Even so, Jesus reassures us that my yoke is easy and my burden light. And God does the same for Moses in the first reading. Large as this new yoke might seem, God promises Moses that he will not have to bear it alone. I shall show my power, says the Lord, and strike Egypt with all the wonders I am going to work there. Incredible as these words might seem, God invites Moses to trust that they will indeed come to past, because of who God is, this I AM who is calling and sending him. This is none other than the Lord, the God of your fathers, the God of Abraham, the God of Isaac, and the God of Jacob. In other words, this is a God with an impeccable track record. This is a God who has always been steadfast in showing mercy and compassion to their forefathers, a God who has always kept God's promises. This is the One whose yoke we are invited to shoulder, the Divine Parent, into whose gentle arms we are invited to enter.

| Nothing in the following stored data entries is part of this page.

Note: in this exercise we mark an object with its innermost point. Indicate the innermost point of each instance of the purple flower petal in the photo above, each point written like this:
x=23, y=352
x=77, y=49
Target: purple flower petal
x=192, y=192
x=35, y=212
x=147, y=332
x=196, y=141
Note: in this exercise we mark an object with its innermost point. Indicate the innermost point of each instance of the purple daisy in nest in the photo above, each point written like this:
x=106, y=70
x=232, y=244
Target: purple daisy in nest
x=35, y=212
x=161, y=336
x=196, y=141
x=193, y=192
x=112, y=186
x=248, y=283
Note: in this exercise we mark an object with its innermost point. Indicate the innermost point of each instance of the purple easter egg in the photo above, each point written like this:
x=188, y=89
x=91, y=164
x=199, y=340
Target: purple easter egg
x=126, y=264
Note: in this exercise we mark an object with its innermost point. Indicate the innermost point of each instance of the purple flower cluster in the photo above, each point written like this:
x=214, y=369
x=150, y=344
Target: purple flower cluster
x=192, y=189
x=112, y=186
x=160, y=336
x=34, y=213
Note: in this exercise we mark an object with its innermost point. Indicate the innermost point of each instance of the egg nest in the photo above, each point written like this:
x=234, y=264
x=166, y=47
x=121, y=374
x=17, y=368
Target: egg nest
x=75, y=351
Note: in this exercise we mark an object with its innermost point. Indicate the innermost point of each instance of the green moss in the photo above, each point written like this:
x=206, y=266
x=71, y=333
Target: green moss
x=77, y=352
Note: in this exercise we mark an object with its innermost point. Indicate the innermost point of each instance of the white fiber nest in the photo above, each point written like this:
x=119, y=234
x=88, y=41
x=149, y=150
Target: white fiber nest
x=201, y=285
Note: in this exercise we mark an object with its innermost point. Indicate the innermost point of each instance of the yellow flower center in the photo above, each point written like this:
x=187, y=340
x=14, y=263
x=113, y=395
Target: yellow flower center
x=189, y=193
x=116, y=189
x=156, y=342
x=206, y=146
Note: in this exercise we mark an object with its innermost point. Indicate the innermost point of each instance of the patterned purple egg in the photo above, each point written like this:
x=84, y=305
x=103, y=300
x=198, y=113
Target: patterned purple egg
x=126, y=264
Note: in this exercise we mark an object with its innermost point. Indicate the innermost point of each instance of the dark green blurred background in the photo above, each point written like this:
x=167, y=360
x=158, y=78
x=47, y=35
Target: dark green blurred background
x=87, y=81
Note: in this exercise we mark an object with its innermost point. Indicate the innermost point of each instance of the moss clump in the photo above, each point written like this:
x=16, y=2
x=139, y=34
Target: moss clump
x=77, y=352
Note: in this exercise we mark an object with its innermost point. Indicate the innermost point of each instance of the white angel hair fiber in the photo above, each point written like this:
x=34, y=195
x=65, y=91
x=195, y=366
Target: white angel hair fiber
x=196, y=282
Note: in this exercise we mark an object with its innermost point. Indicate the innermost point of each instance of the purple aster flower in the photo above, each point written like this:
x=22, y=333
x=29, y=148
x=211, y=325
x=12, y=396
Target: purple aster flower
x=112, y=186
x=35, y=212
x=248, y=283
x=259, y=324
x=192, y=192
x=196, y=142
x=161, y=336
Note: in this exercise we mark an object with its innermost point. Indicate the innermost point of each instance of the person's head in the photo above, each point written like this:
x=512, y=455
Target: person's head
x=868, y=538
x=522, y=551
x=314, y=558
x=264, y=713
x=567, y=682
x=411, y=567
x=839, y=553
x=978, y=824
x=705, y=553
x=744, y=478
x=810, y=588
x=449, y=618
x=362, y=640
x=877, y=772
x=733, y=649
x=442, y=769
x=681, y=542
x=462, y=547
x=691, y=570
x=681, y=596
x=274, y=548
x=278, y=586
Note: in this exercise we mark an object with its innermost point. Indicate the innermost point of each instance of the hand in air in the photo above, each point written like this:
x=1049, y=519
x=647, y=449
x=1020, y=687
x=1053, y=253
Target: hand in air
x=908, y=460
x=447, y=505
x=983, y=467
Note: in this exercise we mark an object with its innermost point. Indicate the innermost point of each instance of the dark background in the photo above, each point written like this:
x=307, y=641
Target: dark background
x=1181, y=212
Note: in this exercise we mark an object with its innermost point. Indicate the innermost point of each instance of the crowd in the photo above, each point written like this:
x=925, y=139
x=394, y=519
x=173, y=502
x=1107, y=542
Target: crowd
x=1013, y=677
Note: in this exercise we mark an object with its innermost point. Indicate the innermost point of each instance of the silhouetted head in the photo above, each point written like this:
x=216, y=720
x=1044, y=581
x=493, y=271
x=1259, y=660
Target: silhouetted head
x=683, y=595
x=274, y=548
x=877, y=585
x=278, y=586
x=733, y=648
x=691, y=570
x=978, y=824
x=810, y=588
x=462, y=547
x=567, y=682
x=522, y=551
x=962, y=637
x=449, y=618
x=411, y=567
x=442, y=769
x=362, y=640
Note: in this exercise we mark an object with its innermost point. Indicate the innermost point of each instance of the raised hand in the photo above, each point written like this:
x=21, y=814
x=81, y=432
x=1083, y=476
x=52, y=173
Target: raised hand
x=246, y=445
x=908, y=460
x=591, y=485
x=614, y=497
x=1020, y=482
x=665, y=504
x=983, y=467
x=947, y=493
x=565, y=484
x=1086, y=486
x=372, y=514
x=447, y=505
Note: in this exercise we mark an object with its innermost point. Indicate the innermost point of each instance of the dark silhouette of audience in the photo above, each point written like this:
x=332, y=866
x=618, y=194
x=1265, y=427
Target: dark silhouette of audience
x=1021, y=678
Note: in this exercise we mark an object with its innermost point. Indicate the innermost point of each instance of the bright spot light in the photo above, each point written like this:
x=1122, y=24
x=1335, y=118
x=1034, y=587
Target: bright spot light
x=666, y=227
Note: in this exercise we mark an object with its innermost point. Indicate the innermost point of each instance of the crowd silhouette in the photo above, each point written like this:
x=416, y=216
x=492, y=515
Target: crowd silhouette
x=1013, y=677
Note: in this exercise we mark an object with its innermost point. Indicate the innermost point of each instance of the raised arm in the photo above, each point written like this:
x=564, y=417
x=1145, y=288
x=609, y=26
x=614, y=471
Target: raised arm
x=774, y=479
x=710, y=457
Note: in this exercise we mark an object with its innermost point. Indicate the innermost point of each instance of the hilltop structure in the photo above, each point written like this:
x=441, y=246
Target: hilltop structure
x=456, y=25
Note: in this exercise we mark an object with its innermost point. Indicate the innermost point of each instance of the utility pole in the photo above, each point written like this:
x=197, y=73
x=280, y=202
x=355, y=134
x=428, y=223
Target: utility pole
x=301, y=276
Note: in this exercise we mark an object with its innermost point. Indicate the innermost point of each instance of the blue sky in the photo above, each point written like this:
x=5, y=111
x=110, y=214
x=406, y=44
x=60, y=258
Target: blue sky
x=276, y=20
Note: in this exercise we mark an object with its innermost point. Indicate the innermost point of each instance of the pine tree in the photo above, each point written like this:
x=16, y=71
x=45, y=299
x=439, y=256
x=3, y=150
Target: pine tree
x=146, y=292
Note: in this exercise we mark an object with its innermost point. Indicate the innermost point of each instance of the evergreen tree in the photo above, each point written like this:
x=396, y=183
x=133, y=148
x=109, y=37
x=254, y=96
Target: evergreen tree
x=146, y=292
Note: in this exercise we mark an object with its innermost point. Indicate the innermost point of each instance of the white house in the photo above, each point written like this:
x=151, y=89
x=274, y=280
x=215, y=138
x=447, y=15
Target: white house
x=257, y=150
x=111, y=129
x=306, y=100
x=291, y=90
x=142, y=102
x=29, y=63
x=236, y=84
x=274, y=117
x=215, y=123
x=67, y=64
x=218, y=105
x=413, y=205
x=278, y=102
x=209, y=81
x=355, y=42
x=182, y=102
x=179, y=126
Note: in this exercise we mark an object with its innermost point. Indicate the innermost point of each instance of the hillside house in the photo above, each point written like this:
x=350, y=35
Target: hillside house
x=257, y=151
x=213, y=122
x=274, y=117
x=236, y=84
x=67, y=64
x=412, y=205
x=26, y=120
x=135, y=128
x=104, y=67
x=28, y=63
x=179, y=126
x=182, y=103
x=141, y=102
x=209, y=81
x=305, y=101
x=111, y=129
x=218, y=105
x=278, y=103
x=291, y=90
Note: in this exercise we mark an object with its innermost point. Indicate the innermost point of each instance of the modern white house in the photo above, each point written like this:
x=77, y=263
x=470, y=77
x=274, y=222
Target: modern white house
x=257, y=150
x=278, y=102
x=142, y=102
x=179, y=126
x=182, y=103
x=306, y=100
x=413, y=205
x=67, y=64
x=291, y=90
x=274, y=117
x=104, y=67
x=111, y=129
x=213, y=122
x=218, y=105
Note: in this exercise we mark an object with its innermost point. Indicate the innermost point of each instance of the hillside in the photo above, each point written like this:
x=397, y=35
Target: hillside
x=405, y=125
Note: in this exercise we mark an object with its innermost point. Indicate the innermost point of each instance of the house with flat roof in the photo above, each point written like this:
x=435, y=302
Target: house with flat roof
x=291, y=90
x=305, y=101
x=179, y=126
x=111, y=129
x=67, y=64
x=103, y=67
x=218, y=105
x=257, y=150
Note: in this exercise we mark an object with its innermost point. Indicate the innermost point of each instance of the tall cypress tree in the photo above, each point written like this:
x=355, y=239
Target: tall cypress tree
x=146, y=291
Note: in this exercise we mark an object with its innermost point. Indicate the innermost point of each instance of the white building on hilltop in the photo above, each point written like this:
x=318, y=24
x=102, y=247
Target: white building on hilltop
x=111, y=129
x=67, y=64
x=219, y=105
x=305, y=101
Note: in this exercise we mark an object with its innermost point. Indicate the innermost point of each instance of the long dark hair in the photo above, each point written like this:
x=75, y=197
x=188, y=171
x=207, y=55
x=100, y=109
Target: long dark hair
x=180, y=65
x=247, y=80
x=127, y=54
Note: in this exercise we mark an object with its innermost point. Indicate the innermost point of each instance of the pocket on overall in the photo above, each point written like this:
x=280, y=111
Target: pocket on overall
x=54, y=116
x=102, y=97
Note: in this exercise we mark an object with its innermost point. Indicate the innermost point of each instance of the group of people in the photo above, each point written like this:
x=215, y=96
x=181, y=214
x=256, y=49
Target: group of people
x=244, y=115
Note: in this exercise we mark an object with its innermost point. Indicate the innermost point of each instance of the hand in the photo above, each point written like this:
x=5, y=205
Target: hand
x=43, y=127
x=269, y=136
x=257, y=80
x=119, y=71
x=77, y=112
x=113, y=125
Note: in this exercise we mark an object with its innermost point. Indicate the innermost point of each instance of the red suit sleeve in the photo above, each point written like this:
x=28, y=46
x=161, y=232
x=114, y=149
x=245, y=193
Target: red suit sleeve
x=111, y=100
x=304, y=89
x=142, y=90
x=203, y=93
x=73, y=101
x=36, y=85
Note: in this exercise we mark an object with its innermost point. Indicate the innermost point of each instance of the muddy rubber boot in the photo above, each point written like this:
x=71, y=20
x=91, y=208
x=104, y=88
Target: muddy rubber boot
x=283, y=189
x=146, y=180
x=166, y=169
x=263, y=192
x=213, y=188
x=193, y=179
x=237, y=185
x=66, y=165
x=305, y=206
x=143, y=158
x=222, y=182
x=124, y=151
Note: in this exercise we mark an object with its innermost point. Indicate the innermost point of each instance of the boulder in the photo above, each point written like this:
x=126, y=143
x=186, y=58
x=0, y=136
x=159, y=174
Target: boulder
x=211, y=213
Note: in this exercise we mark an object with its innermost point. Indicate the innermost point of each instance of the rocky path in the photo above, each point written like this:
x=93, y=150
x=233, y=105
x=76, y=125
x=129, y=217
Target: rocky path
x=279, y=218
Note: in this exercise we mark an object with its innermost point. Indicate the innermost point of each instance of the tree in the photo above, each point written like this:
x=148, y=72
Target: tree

How might we respond to this invitation to come to Christ and shoulder his yoke today?
It is hard when reading the sermon not to recall the image of Simon being forced by the soldiers to help Christ carry the cross. I think it is said his reaction was "Why me?"
ReplyDeleteI'm sure Simon had his own burdens to shoulder but on this day, Christ's cross is thrust upon him and he journeys part way with the Lord, sharing the pain & hate, shouldering the yoke of the passion.
Oddly enough having read today's Word, I wonder if after the ordeal, Simon felt that his own burdens had somehow become lighter? That in bearing another's burden, he had been touched and Christ now helps him lift the weight off his own yoke.